Theoretical Medicine and Bioethics 2005; 26(5): 397-425
The aim of this paper is to discuss a key question in the history and philosophy of medicine, namely how scholars should treat the practices and experimental hypotheses of modern life science laboratories. The paper seeks to introduce some prominent historiographical methods and theoretical approaches associated with biomedical research. Although medical scientists need no convincing that experimentation has a significant function in their laboratory work, historians, philosophers, and sociologists long neglected its importance when examining changes in medical theories or progress in scientific knowledge.
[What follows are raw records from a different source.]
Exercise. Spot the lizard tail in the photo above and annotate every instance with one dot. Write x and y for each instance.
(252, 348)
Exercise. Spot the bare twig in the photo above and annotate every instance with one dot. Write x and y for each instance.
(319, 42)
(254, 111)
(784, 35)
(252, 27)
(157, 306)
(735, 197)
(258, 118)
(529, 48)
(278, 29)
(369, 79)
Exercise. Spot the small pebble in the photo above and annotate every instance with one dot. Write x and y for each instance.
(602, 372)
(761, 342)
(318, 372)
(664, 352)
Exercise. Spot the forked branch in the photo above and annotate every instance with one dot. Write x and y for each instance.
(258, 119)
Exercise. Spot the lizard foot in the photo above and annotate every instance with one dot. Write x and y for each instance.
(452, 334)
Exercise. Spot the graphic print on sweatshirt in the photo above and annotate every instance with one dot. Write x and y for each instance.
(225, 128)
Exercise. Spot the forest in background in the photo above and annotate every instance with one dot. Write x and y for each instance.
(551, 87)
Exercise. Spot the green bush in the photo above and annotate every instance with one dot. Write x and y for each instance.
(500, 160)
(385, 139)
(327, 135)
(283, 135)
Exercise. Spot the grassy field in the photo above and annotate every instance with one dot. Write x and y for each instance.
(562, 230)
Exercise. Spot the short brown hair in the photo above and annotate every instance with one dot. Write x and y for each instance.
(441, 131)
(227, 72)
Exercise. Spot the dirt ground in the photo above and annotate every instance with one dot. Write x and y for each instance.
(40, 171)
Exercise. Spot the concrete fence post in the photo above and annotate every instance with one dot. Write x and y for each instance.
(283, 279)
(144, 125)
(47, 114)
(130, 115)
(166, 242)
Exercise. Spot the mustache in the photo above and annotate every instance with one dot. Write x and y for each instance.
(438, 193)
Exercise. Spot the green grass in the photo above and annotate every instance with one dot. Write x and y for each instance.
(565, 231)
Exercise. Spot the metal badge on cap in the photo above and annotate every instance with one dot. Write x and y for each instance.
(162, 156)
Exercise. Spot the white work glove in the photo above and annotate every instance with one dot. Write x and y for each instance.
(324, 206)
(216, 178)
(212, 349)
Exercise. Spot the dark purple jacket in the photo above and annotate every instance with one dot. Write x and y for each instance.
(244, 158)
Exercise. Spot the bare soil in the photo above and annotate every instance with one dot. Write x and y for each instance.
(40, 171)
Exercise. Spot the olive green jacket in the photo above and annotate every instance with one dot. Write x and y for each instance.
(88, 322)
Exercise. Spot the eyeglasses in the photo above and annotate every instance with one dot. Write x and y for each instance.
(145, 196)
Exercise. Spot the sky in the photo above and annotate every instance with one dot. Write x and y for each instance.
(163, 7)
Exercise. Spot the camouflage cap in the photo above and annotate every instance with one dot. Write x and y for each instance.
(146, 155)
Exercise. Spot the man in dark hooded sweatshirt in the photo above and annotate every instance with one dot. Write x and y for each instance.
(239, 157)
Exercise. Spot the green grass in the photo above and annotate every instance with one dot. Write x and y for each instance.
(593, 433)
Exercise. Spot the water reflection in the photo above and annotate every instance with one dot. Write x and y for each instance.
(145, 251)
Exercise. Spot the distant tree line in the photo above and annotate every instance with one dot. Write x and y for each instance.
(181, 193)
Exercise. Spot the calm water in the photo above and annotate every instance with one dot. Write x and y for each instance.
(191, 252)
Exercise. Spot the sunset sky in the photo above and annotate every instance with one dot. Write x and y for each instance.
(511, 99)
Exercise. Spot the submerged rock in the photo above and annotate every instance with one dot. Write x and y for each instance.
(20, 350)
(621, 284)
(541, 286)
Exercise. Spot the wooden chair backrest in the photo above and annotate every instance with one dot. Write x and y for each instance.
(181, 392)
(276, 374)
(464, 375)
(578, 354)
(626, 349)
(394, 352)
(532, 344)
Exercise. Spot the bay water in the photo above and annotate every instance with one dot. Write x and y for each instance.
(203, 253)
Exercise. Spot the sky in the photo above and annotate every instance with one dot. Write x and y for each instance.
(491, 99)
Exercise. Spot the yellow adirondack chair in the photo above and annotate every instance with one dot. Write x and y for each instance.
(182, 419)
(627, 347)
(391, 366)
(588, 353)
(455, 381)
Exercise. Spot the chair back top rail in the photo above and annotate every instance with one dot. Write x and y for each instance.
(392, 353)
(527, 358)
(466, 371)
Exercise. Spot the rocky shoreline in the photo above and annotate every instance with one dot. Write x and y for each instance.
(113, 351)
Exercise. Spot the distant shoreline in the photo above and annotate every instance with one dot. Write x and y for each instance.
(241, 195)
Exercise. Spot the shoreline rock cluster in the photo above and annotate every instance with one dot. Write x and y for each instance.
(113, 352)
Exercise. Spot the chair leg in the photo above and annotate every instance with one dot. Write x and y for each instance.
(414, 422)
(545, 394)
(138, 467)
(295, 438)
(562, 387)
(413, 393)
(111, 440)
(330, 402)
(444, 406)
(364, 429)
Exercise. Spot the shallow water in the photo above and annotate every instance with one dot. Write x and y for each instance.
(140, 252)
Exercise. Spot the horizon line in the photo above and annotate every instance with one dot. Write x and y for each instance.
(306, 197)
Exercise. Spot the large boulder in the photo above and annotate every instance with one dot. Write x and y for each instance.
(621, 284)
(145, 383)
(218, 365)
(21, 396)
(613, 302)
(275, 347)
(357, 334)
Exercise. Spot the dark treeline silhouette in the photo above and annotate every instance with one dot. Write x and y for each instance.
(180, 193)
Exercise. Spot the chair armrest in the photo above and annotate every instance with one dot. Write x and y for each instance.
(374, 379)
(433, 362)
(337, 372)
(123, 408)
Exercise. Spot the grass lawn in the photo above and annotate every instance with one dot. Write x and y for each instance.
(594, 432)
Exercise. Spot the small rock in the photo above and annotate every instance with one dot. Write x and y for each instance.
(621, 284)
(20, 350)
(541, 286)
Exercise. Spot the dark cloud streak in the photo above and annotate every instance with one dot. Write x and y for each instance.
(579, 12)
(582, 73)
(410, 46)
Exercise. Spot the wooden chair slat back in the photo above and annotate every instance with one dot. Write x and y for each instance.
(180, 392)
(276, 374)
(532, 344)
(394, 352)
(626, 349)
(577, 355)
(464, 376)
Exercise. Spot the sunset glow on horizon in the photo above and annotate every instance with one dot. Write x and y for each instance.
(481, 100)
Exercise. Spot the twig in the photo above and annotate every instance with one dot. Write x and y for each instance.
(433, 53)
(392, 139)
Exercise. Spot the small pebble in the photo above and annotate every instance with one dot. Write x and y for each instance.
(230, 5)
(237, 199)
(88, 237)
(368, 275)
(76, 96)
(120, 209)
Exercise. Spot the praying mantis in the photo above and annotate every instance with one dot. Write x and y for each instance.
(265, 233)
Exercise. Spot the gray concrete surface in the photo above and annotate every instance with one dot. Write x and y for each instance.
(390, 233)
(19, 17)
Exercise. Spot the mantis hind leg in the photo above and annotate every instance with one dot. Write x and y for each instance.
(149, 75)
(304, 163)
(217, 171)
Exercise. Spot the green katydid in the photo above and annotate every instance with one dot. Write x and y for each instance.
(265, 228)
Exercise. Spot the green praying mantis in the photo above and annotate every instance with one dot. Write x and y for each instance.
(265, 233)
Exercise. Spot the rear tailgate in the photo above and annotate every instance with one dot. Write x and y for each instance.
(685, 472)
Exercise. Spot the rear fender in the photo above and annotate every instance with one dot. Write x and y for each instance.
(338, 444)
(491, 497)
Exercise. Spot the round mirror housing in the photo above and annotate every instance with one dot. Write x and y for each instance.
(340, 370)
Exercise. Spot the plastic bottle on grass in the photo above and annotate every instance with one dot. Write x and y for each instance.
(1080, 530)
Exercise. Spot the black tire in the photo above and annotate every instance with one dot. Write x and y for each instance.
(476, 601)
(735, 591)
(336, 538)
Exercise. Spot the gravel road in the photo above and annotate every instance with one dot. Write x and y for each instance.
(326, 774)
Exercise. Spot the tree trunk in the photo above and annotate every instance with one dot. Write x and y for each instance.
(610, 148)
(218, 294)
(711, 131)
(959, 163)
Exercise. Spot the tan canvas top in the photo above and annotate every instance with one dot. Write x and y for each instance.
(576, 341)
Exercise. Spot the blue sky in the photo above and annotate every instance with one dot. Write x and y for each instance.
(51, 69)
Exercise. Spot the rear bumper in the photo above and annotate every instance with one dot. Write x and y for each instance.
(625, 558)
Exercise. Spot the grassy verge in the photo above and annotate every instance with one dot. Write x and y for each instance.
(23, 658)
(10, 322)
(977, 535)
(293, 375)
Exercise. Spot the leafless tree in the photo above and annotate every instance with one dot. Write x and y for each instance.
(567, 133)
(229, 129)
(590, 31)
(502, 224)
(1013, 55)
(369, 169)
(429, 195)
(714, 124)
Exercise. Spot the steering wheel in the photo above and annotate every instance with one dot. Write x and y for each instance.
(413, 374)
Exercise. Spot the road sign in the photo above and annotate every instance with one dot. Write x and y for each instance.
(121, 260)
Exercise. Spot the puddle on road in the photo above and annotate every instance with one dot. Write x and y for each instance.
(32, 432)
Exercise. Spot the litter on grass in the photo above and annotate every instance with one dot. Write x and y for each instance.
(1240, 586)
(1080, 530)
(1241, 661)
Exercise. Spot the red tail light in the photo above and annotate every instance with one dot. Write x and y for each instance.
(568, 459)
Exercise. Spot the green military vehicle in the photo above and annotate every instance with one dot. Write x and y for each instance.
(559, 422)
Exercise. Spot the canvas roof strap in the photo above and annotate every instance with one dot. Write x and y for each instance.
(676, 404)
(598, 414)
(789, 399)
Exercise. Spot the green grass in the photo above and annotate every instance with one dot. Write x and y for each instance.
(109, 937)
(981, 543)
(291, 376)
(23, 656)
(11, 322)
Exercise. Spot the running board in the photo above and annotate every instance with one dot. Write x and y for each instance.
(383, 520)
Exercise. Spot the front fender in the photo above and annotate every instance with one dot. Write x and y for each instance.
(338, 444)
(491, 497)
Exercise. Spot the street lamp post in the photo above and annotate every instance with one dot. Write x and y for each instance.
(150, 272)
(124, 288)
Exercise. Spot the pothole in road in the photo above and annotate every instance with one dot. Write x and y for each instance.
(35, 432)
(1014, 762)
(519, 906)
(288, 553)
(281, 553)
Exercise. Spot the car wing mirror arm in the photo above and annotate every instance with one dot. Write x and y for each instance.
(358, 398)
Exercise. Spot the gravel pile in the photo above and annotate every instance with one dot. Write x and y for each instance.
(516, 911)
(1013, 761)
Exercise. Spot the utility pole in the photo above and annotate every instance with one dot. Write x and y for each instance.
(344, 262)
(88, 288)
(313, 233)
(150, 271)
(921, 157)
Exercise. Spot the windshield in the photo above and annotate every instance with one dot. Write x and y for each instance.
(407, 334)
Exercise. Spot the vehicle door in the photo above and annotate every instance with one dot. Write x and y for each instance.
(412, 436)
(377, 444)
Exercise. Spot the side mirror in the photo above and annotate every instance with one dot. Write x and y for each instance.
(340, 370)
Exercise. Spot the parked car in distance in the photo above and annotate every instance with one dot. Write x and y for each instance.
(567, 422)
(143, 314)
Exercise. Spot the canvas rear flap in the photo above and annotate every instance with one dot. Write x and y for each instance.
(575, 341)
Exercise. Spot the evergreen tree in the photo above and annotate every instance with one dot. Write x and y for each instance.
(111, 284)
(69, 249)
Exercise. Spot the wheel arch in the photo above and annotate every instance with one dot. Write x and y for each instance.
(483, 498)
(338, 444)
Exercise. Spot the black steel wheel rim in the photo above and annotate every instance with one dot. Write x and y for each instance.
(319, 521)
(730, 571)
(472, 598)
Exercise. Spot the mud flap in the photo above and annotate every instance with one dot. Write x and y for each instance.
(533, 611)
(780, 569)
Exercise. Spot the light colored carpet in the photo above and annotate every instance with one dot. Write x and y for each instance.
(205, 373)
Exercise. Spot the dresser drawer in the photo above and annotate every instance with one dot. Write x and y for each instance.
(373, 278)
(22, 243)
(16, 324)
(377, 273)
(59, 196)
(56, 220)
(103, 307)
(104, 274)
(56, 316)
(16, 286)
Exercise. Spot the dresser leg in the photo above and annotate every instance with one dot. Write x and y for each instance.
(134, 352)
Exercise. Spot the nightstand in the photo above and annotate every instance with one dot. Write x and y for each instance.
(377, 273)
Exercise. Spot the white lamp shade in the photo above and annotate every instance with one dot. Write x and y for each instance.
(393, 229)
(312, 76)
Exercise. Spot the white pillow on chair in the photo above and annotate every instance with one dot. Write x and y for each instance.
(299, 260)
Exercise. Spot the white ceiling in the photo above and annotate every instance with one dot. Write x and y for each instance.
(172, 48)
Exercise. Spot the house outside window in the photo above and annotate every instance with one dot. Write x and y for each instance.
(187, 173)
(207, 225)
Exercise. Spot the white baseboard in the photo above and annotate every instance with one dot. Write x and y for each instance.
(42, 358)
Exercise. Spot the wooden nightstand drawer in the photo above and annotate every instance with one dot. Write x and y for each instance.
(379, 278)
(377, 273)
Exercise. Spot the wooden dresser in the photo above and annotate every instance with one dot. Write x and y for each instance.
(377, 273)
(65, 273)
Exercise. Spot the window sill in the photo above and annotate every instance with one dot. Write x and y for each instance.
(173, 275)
The reason appears to have been the academic influence of the then dominant tradition in the history of ideas, but was also due to a misconception of what could usefully be termed the view on "historical ontology." During the last two decades, there have been many books and research articles that have turned towards the subject, so that the study of experimental practice has become a major trend in the contemporary history and philosophy of medicine. A closer look at the issue of laboratory research shows that concepts in medicine and the life sciences cannot be understood as historically constant, free- standing ideas, but have to be regarded as dependent on local research settings. They often carry particular "social memories" with them and thus acquire important ethical implications.